With his age, ineffectiveness and that gaudy salary, Rhodes cleared waivers. But he didn't forget how to be lefthanded. So when he cleared, his phone started ringing.
One call came from the Phillies, Rhodes' fifth major league stop back in 2006. They needed a situational lefty. They were a lock to provide additional revenue opportunity via a playoff share.
"It was close with Philly," Rhodes said. "But they wanted to send me down to Clearwater and get some work in. I had enough work in for 4 months. Why should I go down to Clearwater and wait and if I don't get called up, I'd be at home?"
Boston called, too. Another playoff lock. St. Louis called. The Cardinals were the opposite of a lock. They were $113,000 for 2 more months of work. "But," Rhodes said, "they said, 'We want you.' "
The rest, in Arthur's own words, is, "The craziest thing that's happened to me in [20] years." Rhodes signed with St. Louis, helped stabilize a bullpen that had sabotaged the Cardinals for much of the season. With a fresh start, and the narrower role that situational lefties have in the National League, Rhodes regained much of the effectiveness that had made him an All-Star with Cincinnati just the year before, and had lured Texas into signing him for that big deal in the offseason.

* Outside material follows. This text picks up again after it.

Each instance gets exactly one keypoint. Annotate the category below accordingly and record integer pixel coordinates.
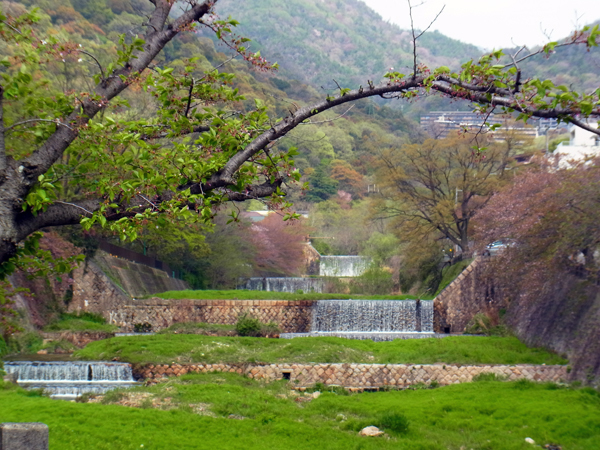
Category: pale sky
(494, 23)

In 19 regular-season appearances after the Cardinals signed him on Aug. 12, Rhodes was scored on in just four of them. Then came the postseason, the first leg of the craziness. After Ryan Howard launched a three-run homer off Kyle Lohse in Game 1 of the National League Division Series, Rhodes was assigned the task of shutting down the Phillies' slugger. He did, starting with an eighth-inning strikeout in the Cardinals' 5-4, Game 2 victory.